If 1 represents the presence of a feature and 0 represents the absence, then (ignoring what's going on earlier and later) there is no reason to prefer the arrangement in column A to column C. In either case the feature appears in the archaeological record, persists uninterruptedly for some time and then disappears. However, if 0 and 1 represent two possible feature values (for example, "red" and "blue"), then presumably column A would be preferable to column C. In this case, feature A is blue for all artifacts for an uninterrupted period of time followed by an extended period where artifacts are red without exception; but feature C is blue for a while, then red, and then blue again. For feature C, the blues are interrupted. In other words, column C has an interrupted string of 0's. If 0's and 1's both represent feature values (rather than absences and presences of a single feature) then uninterrupted strings of 0's are just as important as uninterrupted strings of 1's.

If 0's represent unknowns, or the absence of data rather than the absence of a feature, then they are irrelevant. We cannot draw any conclusion in the absence of data and all eleven column patterns are equally desirable.

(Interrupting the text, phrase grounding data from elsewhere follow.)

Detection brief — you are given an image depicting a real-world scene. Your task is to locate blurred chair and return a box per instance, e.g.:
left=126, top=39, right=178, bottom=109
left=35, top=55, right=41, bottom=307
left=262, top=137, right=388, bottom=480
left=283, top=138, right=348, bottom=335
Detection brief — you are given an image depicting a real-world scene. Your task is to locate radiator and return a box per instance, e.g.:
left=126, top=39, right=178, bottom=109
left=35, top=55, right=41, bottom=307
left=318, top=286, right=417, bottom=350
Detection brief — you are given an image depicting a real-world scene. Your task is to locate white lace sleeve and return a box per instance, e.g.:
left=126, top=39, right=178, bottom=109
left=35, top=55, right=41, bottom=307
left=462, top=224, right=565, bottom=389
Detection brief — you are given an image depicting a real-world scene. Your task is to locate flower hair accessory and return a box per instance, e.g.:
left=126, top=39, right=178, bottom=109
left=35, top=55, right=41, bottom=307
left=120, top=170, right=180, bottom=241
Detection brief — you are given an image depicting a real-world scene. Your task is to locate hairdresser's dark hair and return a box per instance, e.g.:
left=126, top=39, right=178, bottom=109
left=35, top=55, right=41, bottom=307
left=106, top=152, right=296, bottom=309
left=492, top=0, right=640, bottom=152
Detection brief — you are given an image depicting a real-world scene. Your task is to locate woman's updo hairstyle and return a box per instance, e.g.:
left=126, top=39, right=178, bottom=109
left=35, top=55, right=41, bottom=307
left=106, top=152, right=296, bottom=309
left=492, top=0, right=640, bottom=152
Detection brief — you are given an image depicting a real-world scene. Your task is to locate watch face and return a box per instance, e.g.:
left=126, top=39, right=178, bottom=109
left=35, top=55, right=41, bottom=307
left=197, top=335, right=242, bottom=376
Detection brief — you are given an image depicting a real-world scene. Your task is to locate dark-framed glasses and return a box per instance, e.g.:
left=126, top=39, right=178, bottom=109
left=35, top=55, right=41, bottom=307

The situation is further complicated by considering artifacts earlier and later than those in the data. If earlier artifacts are assumed to have a feature value of 0, then feature A would be indistinguishable from feature C, which was not always the case otherwise as we saw above.

Ideally, in different situations you would like to be able to differentiate between columns A, B and C in the table above, each of which has one string of 1's. Similarly you might want to differentiate among D, E, F and G which each have two strings of ones, and among H, I, J and K which each have three strings of ones. The last three rows in the table introduce scoring systems which help to discriminate between different types of columns.

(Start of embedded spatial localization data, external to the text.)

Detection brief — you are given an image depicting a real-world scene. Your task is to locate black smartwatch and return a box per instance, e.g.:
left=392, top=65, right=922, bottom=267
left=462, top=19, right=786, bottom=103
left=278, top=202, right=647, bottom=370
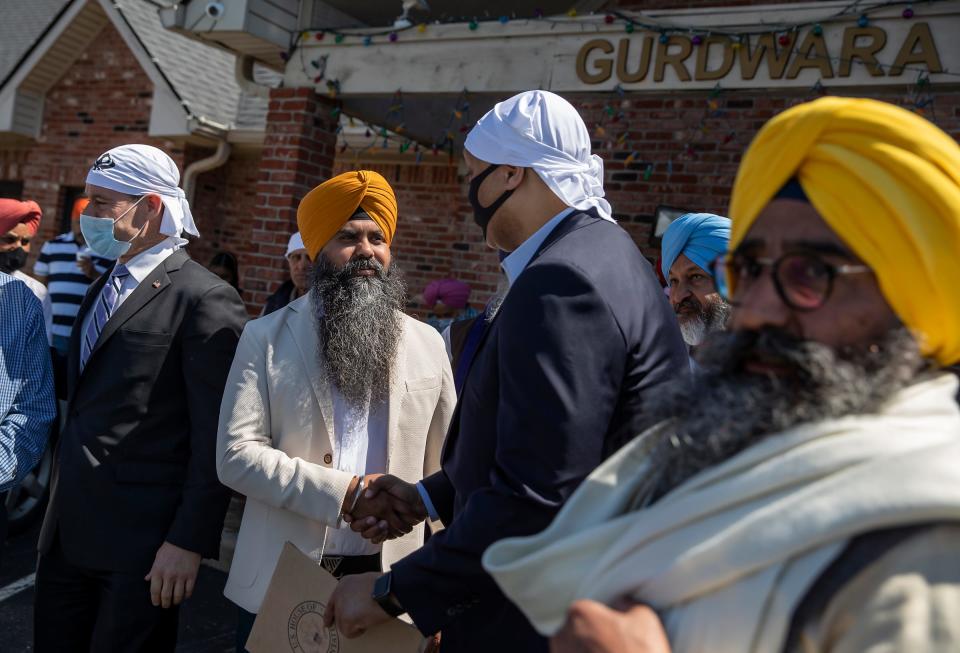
left=372, top=572, right=405, bottom=618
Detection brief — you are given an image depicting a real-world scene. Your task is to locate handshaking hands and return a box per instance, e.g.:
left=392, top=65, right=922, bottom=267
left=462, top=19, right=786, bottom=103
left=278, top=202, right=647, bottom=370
left=342, top=474, right=428, bottom=544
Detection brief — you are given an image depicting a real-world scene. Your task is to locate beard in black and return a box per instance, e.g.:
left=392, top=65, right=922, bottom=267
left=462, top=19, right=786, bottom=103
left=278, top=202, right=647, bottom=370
left=310, top=254, right=407, bottom=406
left=639, top=326, right=927, bottom=500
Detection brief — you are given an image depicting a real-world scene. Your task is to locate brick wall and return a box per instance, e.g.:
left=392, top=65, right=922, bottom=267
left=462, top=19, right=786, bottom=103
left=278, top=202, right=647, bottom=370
left=21, top=22, right=183, bottom=250
left=582, top=85, right=960, bottom=226
left=190, top=147, right=263, bottom=308
left=246, top=87, right=339, bottom=310
left=0, top=19, right=273, bottom=313
left=323, top=85, right=960, bottom=311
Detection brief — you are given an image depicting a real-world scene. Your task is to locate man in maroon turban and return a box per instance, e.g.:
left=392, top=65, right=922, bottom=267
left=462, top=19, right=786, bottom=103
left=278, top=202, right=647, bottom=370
left=0, top=199, right=50, bottom=331
left=0, top=199, right=41, bottom=272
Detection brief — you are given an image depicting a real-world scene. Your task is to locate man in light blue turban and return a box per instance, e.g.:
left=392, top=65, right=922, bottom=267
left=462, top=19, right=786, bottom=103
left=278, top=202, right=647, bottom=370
left=660, top=213, right=731, bottom=348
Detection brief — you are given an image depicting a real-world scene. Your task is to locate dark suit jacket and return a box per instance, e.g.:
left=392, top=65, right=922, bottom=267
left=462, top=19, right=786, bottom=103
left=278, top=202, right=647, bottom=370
left=38, top=248, right=248, bottom=574
left=390, top=212, right=689, bottom=652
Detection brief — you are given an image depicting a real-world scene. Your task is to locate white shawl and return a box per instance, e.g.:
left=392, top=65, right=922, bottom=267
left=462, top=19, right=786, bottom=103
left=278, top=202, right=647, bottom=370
left=483, top=374, right=960, bottom=652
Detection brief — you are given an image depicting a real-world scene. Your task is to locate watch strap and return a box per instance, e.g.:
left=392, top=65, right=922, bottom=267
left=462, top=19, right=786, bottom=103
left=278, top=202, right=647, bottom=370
left=372, top=572, right=405, bottom=618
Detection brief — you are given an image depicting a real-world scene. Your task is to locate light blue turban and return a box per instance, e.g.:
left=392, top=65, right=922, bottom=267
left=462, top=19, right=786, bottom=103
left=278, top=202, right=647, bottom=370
left=660, top=213, right=732, bottom=280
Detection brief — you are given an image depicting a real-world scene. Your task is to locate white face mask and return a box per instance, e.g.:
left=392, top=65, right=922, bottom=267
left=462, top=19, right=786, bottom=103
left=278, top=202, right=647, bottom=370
left=79, top=196, right=145, bottom=259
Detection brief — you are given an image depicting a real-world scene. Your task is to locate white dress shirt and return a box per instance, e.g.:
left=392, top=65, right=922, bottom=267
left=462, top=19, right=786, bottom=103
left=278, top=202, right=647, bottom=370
left=323, top=389, right=388, bottom=556
left=499, top=207, right=575, bottom=286
left=79, top=237, right=184, bottom=343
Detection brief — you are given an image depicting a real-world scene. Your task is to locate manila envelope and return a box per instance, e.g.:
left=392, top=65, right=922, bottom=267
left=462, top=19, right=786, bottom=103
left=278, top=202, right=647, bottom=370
left=246, top=542, right=424, bottom=653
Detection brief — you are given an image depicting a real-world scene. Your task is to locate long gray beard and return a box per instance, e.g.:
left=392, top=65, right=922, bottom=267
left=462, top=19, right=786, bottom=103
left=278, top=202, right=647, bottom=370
left=642, top=326, right=927, bottom=501
left=310, top=255, right=407, bottom=406
left=678, top=296, right=731, bottom=346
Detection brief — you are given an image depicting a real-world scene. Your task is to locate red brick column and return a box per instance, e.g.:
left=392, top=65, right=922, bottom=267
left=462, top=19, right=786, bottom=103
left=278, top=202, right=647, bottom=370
left=245, top=87, right=339, bottom=309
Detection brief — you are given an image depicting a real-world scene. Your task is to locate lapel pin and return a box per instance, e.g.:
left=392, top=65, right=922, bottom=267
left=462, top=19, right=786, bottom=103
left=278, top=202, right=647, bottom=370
left=152, top=280, right=161, bottom=289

The first scoring mechanism (Score I) is simply a count of the number of strings of ones, so it helps in minimizing the number of strings created, but does not help in differentiating among strings with different patterns.

The second scoring mechanism (Score II) goes a little further. It differentiates between A or B and C. Unfortunately it fails to differentiate between C and D. This is because Score II is simply a count of how many times in a column there is a transition from 0's to 1's and from 1's to 0's, ignoring what comes earlier or later. This is equivalent to (actually one less than) counting the number of strings (both 0's and 1's) in a column.

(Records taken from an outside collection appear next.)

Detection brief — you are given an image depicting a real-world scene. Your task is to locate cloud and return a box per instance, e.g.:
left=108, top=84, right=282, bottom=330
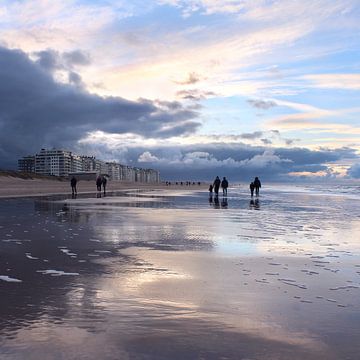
left=138, top=151, right=160, bottom=162
left=78, top=130, right=359, bottom=180
left=269, top=115, right=360, bottom=134
left=247, top=99, right=278, bottom=110
left=137, top=148, right=292, bottom=170
left=261, top=138, right=272, bottom=145
left=158, top=0, right=354, bottom=21
left=174, top=72, right=203, bottom=85
left=302, top=74, right=360, bottom=90
left=34, top=49, right=91, bottom=71
left=0, top=46, right=200, bottom=168
left=347, top=163, right=360, bottom=178
left=176, top=89, right=217, bottom=101
left=63, top=50, right=91, bottom=67
left=240, top=131, right=264, bottom=140
left=285, top=138, right=297, bottom=146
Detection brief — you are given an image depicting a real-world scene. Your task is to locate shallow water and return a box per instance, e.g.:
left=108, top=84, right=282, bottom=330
left=1, top=185, right=360, bottom=359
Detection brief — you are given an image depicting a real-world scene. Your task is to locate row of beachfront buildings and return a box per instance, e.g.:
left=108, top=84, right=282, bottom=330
left=18, top=148, right=160, bottom=183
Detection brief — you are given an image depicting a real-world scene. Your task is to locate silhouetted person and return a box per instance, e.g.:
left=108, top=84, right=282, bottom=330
left=70, top=176, right=77, bottom=195
left=221, top=177, right=228, bottom=195
left=209, top=184, right=213, bottom=194
left=254, top=177, right=261, bottom=196
left=102, top=176, right=107, bottom=194
left=250, top=182, right=255, bottom=197
left=96, top=175, right=102, bottom=191
left=213, top=176, right=221, bottom=195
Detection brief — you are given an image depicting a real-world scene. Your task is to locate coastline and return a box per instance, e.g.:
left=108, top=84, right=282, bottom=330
left=0, top=176, right=208, bottom=199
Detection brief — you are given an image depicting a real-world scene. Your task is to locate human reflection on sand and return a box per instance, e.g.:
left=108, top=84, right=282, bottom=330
left=1, top=187, right=360, bottom=359
left=249, top=198, right=260, bottom=210
left=209, top=194, right=228, bottom=209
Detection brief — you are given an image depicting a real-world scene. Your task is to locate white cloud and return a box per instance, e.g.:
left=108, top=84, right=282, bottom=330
left=302, top=74, right=360, bottom=90
left=135, top=149, right=292, bottom=170
left=138, top=151, right=160, bottom=162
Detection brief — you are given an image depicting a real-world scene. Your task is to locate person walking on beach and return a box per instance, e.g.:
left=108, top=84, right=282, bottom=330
left=254, top=177, right=261, bottom=196
left=70, top=176, right=77, bottom=195
left=213, top=176, right=221, bottom=195
left=250, top=182, right=255, bottom=197
left=102, top=176, right=107, bottom=195
left=96, top=175, right=102, bottom=192
left=221, top=177, right=228, bottom=196
left=209, top=184, right=213, bottom=194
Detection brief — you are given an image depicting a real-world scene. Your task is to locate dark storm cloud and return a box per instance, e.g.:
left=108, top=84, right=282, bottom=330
left=34, top=49, right=91, bottom=71
left=68, top=71, right=84, bottom=87
left=63, top=50, right=91, bottom=67
left=140, top=145, right=358, bottom=181
left=34, top=49, right=61, bottom=71
left=0, top=46, right=200, bottom=168
left=247, top=99, right=278, bottom=110
left=78, top=138, right=359, bottom=181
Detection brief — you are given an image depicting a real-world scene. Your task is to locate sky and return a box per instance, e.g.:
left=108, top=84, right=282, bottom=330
left=0, top=0, right=360, bottom=181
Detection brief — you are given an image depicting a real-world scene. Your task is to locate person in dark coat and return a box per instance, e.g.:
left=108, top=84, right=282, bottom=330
left=213, top=176, right=221, bottom=195
left=70, top=176, right=77, bottom=195
left=249, top=182, right=255, bottom=197
left=96, top=175, right=102, bottom=192
left=102, top=176, right=107, bottom=194
left=221, top=177, right=228, bottom=195
left=209, top=184, right=213, bottom=194
left=254, top=177, right=261, bottom=196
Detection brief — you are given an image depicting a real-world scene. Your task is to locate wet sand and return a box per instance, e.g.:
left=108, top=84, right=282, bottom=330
left=1, top=186, right=360, bottom=359
left=0, top=176, right=207, bottom=198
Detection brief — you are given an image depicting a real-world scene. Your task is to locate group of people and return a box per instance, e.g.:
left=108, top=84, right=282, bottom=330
left=249, top=177, right=261, bottom=197
left=70, top=175, right=108, bottom=196
left=209, top=176, right=228, bottom=196
left=208, top=176, right=262, bottom=197
left=96, top=175, right=107, bottom=194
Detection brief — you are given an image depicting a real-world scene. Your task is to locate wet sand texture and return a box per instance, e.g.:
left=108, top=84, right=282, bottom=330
left=1, top=185, right=360, bottom=359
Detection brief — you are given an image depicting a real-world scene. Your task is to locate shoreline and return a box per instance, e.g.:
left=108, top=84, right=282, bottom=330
left=0, top=176, right=208, bottom=199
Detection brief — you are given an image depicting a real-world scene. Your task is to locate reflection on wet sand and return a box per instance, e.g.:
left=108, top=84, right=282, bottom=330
left=209, top=195, right=228, bottom=209
left=1, top=187, right=360, bottom=359
left=249, top=198, right=260, bottom=210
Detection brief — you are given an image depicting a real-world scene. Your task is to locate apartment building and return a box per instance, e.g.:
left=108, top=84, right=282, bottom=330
left=18, top=148, right=160, bottom=183
left=106, top=162, right=121, bottom=181
left=18, top=155, right=35, bottom=173
left=35, top=149, right=73, bottom=177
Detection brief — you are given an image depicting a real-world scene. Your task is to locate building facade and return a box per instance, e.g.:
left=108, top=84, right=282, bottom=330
left=18, top=148, right=160, bottom=183
left=18, top=155, right=35, bottom=173
left=35, top=149, right=73, bottom=177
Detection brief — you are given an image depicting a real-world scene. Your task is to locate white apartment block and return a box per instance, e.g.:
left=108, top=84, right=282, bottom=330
left=19, top=148, right=160, bottom=183
left=35, top=149, right=73, bottom=177
left=106, top=162, right=121, bottom=181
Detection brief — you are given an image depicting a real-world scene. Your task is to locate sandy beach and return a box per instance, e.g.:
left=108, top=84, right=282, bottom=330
left=0, top=176, right=207, bottom=198
left=1, top=184, right=360, bottom=359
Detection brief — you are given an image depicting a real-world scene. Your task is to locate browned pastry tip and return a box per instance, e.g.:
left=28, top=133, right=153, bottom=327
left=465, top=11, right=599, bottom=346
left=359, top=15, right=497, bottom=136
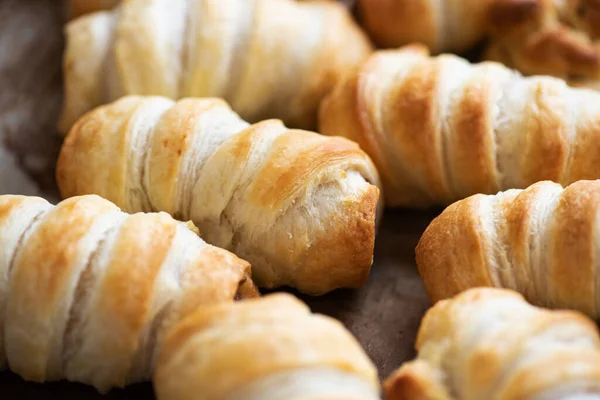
left=384, top=287, right=600, bottom=400
left=417, top=180, right=600, bottom=319
left=384, top=364, right=442, bottom=400
left=234, top=273, right=260, bottom=300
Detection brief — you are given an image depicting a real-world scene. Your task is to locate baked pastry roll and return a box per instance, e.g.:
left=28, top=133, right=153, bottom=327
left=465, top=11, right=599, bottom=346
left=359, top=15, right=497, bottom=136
left=154, top=293, right=380, bottom=400
left=486, top=0, right=600, bottom=84
left=320, top=44, right=600, bottom=207
left=59, top=0, right=372, bottom=133
left=57, top=96, right=381, bottom=295
left=418, top=180, right=600, bottom=320
left=385, top=288, right=600, bottom=400
left=0, top=194, right=256, bottom=392
left=357, top=0, right=494, bottom=53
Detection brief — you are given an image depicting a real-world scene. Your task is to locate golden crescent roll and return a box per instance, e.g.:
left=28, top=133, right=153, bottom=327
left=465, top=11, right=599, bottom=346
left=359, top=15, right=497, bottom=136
left=0, top=194, right=257, bottom=392
left=154, top=293, right=380, bottom=400
left=59, top=0, right=372, bottom=133
left=486, top=0, right=600, bottom=83
left=69, top=0, right=119, bottom=18
left=384, top=288, right=600, bottom=400
left=57, top=96, right=382, bottom=295
left=320, top=44, right=600, bottom=208
left=357, top=0, right=494, bottom=53
left=417, top=180, right=600, bottom=320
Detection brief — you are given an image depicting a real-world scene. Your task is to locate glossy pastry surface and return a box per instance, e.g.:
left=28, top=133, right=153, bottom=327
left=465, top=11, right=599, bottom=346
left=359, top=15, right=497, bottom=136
left=417, top=180, right=600, bottom=320
left=0, top=194, right=256, bottom=392
left=358, top=0, right=494, bottom=53
left=60, top=0, right=372, bottom=132
left=385, top=288, right=600, bottom=400
left=155, top=293, right=380, bottom=400
left=320, top=45, right=600, bottom=207
left=58, top=96, right=381, bottom=295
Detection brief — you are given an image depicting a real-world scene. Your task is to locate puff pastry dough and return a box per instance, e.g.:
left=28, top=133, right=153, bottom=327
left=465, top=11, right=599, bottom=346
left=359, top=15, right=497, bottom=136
left=0, top=194, right=256, bottom=392
left=59, top=0, right=372, bottom=133
left=154, top=293, right=380, bottom=400
left=417, top=180, right=600, bottom=320
left=384, top=288, right=600, bottom=400
left=320, top=44, right=600, bottom=207
left=57, top=96, right=381, bottom=295
left=486, top=0, right=600, bottom=83
left=358, top=0, right=493, bottom=53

The third scoring mechanism (Score III) is even better. It differentiates between A or B and C and between C and D. However, it still fails to differentiate between A and B. However, this is to be expected since seriation simply creates an ordering but does not tell you if your ordering is going forward or backward in time (the Earlier and Later feature parameters in OptiPath actually give you some control over this) and columns A and B are symmetric. One is simply the reverse of the other. Score III is simply the sum of Score I and Score II.

To accomplish Score I (there may be more than one way to do it) you can set the following feature parameters: Earlier = Absent, Later = Absent, Zeroes = Absent, Transition penalty = 0.5. It does not matter which distance function (Metric) you use.

To accomplish Score II you can set Earlier = Unknown, Later = Unknown, Zeroes = Absent, Transition penalty = 1. It does not matter which distance function (Metric) you use. Alternatively you could set Earlier = Unknown, Later = Unknown, Zeroes = Value, Transition penalty = 0 and use either the Manhattan or Hamming distance function.

To accomplish Score III you can set Earlier = Absent, Later = Absent, Zeroes = Value & Absent, Transition penalty = 0.5 and use either the Manhattan or Hamming distance function.

It is up to you to decide which of these scoring mechanisms (or some other) is best suited for your data. It is worth thinking about because even though the issues can be quite subtle the effects can be quite significant.